Save and load the model and sample images

In [27]:
save = False  # Only save if true
In [28]:
# Setup pathnames for save / restore
from datetime import datetime
timestamp = datetime.now().replace(microsecond=0).isoformat()

train_samples_path = f'train_samples_{timestamp}.pkl'
train_samples_latest_path = f'train_samples_latest.pkl'

gan_path = f'gan-{timestamp}.pth'
gan_latest_path = f'gan-latest.pth'
In [29]:
import os, tempfile, time

def symlink_force(target, link_name):
    '''
    Create a symbolic link pointing to target named link_name.
    Overwrite target if it exists.
    '''
    # Posted at:
    # https://stackoverflow.com/a/55741590/5353461 (A to my own Q)
    # https://stackoverflow.com/a/55742015/5353461 (A to Q with most upvotes)
    # https://stackoverflow.com/a/55741959/5353461 (A to: How to override bad symlink with python)

    # Possible race condition between temp link creation and overwriting link_name
    # https://bugs.python.org/issue36656 (python issue)

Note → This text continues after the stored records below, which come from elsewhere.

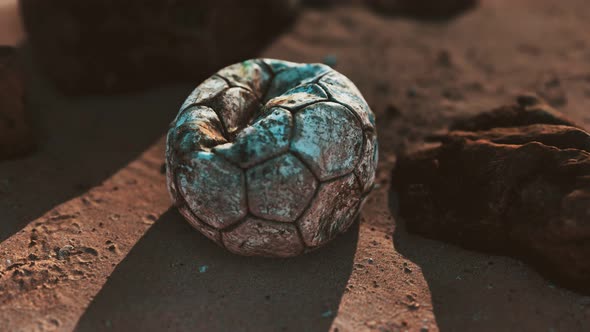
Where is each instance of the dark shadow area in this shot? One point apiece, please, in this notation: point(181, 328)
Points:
point(426, 10)
point(175, 279)
point(82, 142)
point(474, 291)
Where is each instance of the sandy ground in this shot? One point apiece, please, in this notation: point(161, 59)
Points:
point(89, 241)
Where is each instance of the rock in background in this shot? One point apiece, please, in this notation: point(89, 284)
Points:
point(513, 181)
point(16, 136)
point(110, 46)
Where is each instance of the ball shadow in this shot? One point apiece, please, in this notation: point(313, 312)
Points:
point(175, 279)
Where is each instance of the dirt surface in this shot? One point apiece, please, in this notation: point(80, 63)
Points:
point(89, 241)
point(512, 181)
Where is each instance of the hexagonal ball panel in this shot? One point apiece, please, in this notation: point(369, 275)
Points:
point(279, 65)
point(280, 189)
point(344, 91)
point(334, 210)
point(250, 74)
point(256, 237)
point(328, 138)
point(291, 77)
point(205, 229)
point(266, 137)
point(197, 128)
point(206, 91)
point(213, 189)
point(236, 106)
point(299, 96)
point(368, 164)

    # os.replace may fail if files are on different filesystems.
    # Therefore, use the directory of target
    link_dir = os.path.dirname(target)

    # os.symlink requires that the target does NOT exist.
    # Avoid race condition of file creation between mktemp and symlink:
    while True:
        temp_pathname = tempfile.mktemp(suffix='.tmp', \
                        prefix='symlink_force_tmp-', dir=link_dir)
        try:
            os.symlink(target, temp_pathname)
            break  # Success, exit loop
        except FileExistsError:
            time.sleep(0.001)  # Prevent high load in pathological conditions
        except:
            raise
    os.replace(temp_pathname, link_name)
In [30]:
# Save training generator samples
if save:
    with open(train_samples_path, 'wb') as f:
        pkl.dump(samples, f)

    # Create symlink to lastest saved version
    symlink_force(train_samples_path, train_samples_latest_path)

    print(f'Saved samples to {train_samples_path}, and linked to {train_samples_latest_path}')
In [31]:
# Save the model
if save:
    checkpoint = {'losses':       losses,
                  'd_state_dict': D.state_dict(),
                  'g_state_dict': G.state_dict(), 
                  'd_optimizer':  d_optimizer.state_dict(),
                  'g_optimizer':  d_optimizer.state_dict()}

    torch.save(checkpoint, gan_path)

    # Create symlink to lastest saved version
    symlink_force(gan_path, gan_latest_path)
    print(f'Saved checkpoint to {gan_path}, and linked to {gan_latest_path}')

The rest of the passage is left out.